Bioinformatics and Computational Biology Program, Iowa State University, Ames, IA 50011, USA.
Int J Mol Sci. 2020 Aug 8;21(16):5686. doi: 10.3390/ijms21165686.
Multiple mRNA isoforms of the same gene are produced via alternative splicing, a biological mechanism that regulates protein diversity while maintaining genome size. Alternatively spliced mRNA isoforms of the same gene may sometimes have very similar sequence, but they can have significantly diverse effects on cellular function and regulation.
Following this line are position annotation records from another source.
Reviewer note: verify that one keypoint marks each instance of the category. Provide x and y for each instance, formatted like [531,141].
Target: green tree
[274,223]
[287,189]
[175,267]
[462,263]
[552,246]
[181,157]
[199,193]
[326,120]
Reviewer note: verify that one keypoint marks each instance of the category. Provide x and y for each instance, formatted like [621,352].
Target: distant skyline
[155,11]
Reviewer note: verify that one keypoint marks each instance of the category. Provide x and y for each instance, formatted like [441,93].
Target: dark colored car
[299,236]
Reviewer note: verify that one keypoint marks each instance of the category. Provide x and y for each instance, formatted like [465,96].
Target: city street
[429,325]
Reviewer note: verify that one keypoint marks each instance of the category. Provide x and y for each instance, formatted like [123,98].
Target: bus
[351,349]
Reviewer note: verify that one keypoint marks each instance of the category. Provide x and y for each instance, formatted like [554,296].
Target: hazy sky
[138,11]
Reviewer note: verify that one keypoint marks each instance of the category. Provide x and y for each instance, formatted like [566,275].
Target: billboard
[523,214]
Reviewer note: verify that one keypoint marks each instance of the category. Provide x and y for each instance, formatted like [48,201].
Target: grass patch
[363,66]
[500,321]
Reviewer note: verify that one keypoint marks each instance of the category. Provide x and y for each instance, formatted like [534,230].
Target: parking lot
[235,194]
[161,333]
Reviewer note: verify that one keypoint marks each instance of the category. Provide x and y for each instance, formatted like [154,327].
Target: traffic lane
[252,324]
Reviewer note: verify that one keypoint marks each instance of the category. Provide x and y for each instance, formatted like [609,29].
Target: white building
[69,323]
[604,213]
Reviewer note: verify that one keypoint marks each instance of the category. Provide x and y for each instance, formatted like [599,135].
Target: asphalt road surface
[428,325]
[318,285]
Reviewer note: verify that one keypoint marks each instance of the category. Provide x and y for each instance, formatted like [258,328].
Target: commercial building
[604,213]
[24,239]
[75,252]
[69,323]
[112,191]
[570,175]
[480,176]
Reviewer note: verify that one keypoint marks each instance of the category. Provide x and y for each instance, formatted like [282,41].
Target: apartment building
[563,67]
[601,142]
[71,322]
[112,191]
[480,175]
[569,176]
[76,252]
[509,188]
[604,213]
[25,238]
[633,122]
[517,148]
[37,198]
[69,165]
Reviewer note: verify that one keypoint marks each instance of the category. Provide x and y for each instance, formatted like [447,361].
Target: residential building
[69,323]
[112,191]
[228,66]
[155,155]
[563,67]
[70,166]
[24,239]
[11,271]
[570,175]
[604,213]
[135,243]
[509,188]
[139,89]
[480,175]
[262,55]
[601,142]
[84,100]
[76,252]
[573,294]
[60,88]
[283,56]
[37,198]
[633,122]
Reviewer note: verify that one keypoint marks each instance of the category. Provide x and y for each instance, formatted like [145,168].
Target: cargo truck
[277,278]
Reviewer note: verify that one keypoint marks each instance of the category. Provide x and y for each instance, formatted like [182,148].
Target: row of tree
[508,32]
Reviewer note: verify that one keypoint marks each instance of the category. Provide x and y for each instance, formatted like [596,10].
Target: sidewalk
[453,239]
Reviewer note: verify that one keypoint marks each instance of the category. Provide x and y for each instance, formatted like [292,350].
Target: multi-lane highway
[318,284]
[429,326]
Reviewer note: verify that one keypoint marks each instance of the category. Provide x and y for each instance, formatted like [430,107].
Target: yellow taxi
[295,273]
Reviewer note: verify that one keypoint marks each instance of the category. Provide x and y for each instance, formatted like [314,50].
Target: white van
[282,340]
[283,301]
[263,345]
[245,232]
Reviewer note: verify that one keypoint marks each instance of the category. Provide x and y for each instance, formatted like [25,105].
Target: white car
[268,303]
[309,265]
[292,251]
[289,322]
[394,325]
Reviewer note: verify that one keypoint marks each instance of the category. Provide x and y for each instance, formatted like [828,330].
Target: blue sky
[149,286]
The products of alternative splicing have important and diverse functional roles, such as response to environmental stress, regulation of gene expression, human heritable, and plant diseases. The mRNA isoforms of the same gene can have dramatically different functions. Despite the functional importance of mRNA isoforms, very little has been done to annotate their functions. The recent years have however seen the development of several computational methods aimed at predicting mRNA isoform level biological functions. These methods use a wide array of proteo-genomic data to develop machine learning-based mRNA isoform function prediction tools. In this review, we discuss the computational methods developed for predicting the biological function at the individual mRNA isoform level.
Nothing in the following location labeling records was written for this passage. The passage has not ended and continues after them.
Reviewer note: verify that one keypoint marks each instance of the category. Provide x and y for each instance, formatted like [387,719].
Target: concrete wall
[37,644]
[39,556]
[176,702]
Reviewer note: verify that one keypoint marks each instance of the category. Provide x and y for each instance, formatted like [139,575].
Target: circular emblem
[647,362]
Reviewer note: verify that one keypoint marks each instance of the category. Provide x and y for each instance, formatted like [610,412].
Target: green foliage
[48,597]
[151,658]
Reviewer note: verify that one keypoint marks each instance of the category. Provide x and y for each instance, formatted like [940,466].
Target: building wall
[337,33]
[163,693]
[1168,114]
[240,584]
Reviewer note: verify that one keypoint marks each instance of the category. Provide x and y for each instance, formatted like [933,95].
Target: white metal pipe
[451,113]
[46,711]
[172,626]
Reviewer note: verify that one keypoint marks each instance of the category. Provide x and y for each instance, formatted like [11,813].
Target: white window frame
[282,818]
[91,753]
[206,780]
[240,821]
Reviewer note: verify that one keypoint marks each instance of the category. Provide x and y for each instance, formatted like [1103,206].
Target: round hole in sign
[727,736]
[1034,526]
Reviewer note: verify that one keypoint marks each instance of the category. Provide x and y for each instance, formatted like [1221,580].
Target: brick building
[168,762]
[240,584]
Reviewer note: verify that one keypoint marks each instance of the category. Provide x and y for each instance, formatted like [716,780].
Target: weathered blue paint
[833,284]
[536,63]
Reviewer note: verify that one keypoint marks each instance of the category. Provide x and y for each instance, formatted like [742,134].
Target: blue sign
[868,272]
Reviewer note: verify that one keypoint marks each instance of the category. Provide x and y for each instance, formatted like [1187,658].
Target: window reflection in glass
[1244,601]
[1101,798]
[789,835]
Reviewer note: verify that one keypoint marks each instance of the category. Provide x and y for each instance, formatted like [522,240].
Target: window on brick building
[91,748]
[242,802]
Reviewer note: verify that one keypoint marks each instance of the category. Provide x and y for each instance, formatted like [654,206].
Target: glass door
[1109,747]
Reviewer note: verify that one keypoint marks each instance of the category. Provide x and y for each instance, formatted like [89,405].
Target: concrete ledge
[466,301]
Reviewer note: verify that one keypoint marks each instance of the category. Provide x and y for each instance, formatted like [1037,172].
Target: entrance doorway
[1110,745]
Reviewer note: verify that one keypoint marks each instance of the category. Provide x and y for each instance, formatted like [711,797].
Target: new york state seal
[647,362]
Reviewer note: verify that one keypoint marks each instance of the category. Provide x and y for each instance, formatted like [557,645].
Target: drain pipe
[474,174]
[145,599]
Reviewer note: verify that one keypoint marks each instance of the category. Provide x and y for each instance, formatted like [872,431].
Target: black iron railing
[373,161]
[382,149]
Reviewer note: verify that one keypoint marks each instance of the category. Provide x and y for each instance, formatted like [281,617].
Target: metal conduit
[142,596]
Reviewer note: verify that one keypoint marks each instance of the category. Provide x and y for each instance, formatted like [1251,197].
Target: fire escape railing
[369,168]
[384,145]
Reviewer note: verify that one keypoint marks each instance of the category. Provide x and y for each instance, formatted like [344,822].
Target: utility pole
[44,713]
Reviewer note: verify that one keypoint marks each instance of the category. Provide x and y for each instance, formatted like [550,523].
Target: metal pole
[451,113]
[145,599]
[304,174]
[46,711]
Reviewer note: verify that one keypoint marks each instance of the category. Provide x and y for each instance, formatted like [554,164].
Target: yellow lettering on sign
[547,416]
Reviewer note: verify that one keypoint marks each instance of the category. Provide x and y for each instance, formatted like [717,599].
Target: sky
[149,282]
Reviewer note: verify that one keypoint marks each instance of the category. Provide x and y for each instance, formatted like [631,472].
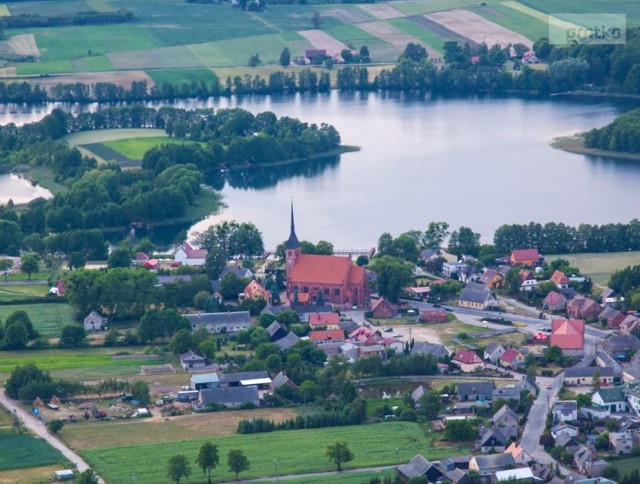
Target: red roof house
[326,320]
[327,336]
[527,257]
[567,334]
[467,361]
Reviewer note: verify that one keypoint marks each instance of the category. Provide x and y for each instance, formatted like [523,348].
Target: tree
[178,467]
[29,263]
[237,462]
[285,57]
[55,426]
[72,336]
[208,458]
[140,391]
[339,453]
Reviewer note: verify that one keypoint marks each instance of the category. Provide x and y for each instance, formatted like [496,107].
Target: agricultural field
[372,445]
[600,266]
[19,451]
[48,319]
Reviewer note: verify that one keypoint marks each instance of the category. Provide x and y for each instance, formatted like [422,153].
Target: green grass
[23,451]
[600,266]
[180,76]
[297,451]
[47,319]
同一基因的多个 mRNA 异构体通过选择性剪接产生,这是一种调节蛋白质多样性同时保持基因组大小的生物学机制。同一基因的选择性剪接 mRNA 异构体有时具有非常相似的序列,但它们可能对细胞功能和调节有显著不同的影响。选择性剪接的产物具有重要且多样的功能作用,例如对环境压力的反应、基因表达的调节、人类遗传和植物疾病。同一基因的 mRNA 异构体可能具有截然不同的功能。尽管 mRNA 异构体具有重要的功能,但对其功能的注释却很少。然而,近年来已经开发了几种旨在预测 mRNA 异构体水平生物学功能的计算方法。这些方法使用广泛的蛋白质基因组数据来开发基于机器学习的 mRNA 异构体功能预测工具。在这篇综述中,我们讨论了为预测单个 mRNA 异构体水平的生物学功能而开发的计算方法。